The kinds of methods you describe (manifold forests, hierarchical clustering etc.) are all methods and for the most part you can input them into the topological framework as well. TDA doesn't fix all of your problems (parameter selection, over fitting etc.) but instead gives you more fidelity and geometric information about what you've chosen to do. We've built in many standard methods into the software but allow you to extend them with your own custom ones if you choose.

In terms of "new math" or not I guess I don't really understand the complaint. Articles on TDA are published in peer reviewed math and science journals and are done by mathematicians (Some prominent mathematicians doing and publishing on TDA: Gunnar Carlsson, Stanford Math. Robert Ghrist, UPenn Math, Shmuel Weinberger UChicago Math, John Harer, Duke Math. Robert MacPherson, Institute for Advanced Study. Konstantin Mischaikow, Rutgers Math.). People from Ayasdi publish and present results to other mathematicians who consider it new. For example, Gunnar just published a review article describing TDA in Acta Numerica: http://journals.cambridge.org/action/displayJournal?jid=ANU (subscription required). Some of this he invented, some others published elsewhere, but people in the community consider it new.

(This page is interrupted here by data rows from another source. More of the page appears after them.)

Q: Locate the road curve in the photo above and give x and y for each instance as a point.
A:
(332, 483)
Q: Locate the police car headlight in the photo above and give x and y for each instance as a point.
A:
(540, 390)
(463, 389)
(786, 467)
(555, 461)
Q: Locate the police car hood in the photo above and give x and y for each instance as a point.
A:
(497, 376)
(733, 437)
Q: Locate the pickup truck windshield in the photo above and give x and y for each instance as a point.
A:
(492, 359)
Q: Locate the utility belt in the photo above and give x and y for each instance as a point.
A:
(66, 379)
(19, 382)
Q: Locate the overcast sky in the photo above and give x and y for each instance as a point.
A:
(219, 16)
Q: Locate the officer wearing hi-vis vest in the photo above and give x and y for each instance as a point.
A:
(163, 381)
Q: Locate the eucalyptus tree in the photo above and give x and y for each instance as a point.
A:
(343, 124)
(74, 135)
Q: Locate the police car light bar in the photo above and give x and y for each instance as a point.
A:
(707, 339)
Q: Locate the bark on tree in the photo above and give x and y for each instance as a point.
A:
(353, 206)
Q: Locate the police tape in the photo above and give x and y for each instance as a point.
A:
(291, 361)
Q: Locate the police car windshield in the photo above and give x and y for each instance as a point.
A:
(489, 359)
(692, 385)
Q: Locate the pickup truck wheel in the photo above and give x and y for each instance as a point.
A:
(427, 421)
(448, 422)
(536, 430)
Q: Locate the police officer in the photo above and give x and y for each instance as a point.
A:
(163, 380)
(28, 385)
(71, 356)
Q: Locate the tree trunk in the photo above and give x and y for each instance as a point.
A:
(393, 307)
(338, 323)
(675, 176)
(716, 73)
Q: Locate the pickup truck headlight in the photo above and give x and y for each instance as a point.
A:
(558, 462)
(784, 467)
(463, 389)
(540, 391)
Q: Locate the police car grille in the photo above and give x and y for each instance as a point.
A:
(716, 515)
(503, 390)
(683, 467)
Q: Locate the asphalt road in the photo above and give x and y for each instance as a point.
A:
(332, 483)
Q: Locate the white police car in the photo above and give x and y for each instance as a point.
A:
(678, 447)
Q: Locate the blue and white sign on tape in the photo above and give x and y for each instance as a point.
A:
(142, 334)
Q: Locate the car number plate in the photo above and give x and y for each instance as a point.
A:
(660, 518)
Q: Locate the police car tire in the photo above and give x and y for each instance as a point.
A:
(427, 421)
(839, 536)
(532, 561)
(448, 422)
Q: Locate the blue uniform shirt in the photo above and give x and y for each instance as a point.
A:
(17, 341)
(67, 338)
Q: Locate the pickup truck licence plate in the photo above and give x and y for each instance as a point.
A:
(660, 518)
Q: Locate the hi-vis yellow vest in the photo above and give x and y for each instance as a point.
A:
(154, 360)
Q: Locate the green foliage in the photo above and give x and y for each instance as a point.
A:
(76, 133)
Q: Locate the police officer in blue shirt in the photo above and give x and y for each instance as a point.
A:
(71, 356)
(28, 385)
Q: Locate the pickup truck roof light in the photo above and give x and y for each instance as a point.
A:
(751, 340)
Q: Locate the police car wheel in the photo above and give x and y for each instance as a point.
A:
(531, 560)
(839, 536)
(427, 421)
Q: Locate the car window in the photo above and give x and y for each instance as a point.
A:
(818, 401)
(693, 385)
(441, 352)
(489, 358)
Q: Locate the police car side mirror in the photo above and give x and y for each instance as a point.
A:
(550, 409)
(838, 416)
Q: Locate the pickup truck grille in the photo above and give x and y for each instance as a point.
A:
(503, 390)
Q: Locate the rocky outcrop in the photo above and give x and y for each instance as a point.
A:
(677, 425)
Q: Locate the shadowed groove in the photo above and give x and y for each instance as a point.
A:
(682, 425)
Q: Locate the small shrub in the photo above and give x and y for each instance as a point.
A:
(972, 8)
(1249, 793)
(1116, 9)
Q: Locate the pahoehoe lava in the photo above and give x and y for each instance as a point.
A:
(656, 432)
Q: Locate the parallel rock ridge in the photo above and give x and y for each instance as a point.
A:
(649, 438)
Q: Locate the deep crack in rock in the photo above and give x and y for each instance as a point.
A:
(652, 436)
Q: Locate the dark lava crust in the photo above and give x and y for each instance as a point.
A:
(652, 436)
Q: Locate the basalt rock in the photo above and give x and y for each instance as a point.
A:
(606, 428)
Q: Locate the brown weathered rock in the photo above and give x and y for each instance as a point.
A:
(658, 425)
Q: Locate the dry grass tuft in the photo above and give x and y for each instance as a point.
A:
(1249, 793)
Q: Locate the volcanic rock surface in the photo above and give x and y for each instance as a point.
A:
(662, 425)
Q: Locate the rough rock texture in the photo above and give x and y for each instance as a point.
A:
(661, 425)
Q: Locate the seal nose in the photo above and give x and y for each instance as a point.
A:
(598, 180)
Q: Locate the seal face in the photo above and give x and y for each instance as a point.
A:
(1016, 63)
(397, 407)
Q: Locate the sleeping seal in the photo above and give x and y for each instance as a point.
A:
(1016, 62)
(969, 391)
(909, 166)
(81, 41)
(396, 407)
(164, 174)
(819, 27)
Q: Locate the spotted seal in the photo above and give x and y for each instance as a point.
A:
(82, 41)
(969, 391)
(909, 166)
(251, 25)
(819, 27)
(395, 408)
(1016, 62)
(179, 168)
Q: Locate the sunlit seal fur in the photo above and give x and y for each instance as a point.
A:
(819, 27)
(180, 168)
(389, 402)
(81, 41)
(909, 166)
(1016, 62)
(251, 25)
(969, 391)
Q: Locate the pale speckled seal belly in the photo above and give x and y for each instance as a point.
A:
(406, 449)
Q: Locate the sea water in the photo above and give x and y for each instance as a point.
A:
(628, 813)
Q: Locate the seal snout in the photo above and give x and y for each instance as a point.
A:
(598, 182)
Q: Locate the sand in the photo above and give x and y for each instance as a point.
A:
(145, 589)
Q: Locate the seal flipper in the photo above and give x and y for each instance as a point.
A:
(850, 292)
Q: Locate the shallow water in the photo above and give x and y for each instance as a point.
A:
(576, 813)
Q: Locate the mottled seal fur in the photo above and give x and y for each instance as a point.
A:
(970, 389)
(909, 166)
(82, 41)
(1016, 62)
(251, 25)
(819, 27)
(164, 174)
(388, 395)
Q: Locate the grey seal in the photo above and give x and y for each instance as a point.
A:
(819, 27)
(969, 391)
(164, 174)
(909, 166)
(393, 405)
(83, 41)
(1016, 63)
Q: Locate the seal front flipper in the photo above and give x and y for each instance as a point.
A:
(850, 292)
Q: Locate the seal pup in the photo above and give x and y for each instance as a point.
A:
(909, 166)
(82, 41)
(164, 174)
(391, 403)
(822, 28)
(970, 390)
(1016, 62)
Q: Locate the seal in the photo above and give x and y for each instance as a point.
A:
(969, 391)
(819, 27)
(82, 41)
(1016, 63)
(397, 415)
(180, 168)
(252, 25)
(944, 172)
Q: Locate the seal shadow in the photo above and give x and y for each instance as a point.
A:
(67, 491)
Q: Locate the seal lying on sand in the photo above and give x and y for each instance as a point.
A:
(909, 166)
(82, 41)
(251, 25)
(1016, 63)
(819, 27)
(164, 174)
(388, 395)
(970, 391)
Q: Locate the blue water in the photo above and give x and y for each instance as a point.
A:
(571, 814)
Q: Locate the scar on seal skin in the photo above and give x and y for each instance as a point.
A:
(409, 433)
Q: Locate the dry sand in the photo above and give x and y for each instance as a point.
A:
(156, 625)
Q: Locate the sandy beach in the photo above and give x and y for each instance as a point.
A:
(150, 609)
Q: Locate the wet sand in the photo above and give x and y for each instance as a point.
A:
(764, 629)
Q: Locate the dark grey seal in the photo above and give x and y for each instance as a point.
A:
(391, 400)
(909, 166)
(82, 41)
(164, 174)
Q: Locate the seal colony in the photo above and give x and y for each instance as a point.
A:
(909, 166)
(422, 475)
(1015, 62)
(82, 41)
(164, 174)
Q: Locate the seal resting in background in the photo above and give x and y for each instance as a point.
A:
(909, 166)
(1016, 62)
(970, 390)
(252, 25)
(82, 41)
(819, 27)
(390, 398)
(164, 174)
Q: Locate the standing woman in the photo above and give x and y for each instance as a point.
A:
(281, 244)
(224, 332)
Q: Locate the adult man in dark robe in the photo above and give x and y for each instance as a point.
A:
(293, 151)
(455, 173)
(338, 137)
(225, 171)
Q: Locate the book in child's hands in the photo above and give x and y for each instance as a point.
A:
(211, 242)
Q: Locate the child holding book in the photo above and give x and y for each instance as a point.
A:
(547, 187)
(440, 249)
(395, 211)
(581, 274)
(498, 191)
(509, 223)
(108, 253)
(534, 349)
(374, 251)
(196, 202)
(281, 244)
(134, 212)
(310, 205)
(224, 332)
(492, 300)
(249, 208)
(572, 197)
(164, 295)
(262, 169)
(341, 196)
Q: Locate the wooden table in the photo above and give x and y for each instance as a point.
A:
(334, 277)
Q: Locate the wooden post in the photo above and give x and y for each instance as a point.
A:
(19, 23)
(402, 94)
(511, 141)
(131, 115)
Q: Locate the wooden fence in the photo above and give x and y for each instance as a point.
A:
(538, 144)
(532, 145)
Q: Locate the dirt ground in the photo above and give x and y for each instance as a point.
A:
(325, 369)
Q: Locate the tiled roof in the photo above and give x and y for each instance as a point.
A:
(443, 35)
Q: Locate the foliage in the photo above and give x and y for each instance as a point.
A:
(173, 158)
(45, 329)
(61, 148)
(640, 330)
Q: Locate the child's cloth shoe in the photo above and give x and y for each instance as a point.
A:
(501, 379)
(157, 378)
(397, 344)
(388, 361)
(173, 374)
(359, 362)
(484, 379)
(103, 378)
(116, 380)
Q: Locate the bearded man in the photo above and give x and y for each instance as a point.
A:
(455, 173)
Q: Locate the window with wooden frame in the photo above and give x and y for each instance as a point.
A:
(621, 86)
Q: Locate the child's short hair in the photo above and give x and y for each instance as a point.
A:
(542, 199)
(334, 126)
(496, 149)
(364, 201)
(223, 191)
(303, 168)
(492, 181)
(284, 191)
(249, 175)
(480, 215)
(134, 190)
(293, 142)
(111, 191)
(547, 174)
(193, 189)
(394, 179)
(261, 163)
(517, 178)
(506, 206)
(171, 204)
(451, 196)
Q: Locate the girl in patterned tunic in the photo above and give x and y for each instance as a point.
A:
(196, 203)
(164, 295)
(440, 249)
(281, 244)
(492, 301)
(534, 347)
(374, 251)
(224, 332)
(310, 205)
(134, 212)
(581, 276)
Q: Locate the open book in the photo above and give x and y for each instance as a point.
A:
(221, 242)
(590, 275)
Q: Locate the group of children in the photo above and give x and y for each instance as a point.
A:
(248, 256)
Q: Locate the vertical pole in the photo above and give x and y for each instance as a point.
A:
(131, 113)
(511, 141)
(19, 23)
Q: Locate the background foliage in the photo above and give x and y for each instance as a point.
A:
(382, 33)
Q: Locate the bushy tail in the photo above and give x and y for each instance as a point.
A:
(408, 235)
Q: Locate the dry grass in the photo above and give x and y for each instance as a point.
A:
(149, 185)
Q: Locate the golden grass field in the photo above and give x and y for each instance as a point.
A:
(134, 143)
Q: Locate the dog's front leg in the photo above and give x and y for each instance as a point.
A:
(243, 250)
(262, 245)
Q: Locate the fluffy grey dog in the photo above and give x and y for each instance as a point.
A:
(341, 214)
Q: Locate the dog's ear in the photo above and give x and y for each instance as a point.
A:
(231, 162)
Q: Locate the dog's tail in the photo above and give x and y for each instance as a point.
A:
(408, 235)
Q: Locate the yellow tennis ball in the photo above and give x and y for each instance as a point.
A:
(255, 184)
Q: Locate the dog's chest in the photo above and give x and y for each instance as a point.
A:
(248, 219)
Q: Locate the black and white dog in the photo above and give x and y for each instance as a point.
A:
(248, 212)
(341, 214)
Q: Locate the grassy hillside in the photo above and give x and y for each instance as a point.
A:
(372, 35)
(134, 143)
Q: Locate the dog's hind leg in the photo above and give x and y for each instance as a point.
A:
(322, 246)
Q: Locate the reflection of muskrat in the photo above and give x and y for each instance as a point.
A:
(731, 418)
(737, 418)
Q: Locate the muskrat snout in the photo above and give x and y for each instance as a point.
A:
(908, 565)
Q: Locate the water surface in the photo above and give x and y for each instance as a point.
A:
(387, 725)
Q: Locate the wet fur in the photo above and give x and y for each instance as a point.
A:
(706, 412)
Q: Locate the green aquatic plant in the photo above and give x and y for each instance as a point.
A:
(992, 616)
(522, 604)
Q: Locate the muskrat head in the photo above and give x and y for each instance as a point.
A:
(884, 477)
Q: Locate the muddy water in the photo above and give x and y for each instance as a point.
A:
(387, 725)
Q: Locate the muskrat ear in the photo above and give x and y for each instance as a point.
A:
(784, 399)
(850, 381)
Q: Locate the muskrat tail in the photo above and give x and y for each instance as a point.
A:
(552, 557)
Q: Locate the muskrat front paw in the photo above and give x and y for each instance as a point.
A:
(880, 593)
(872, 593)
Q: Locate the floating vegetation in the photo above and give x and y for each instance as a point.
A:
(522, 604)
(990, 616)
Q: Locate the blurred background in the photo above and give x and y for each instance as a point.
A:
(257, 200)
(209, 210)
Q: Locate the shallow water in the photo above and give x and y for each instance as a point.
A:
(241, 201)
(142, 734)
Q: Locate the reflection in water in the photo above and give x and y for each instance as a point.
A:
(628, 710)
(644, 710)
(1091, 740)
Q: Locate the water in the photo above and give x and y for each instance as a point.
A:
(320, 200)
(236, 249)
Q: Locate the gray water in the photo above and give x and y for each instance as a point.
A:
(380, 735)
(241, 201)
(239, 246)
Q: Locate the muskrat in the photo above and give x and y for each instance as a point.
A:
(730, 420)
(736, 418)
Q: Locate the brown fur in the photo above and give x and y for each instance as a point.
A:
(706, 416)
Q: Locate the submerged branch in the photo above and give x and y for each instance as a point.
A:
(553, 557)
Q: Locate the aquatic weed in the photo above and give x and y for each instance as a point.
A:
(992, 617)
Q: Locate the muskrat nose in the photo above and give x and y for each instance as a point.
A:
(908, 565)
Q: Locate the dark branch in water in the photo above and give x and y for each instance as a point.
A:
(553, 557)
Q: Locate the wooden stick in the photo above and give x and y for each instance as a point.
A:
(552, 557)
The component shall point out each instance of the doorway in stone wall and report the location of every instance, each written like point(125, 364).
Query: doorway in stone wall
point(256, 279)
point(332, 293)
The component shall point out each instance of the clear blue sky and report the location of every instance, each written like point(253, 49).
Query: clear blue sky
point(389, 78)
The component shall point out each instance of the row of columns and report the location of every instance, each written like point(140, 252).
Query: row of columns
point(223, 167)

Using topology to understand point cloud data is new - methods aren't copied from existing mathematical literature even if we are inspired by results in geometry, topology, algebraic topology, and algebraic geometry. Just because we work by analogy doesn't make this not new math - in fact - I would argue that's how most "new math" is created across all of mathematics.

As a postscript I would add that we also come up with new metrics and functions to solve problems we come across. But this is not the core of what TDA is.

Edit: Added point on data types in 3rd paragraph.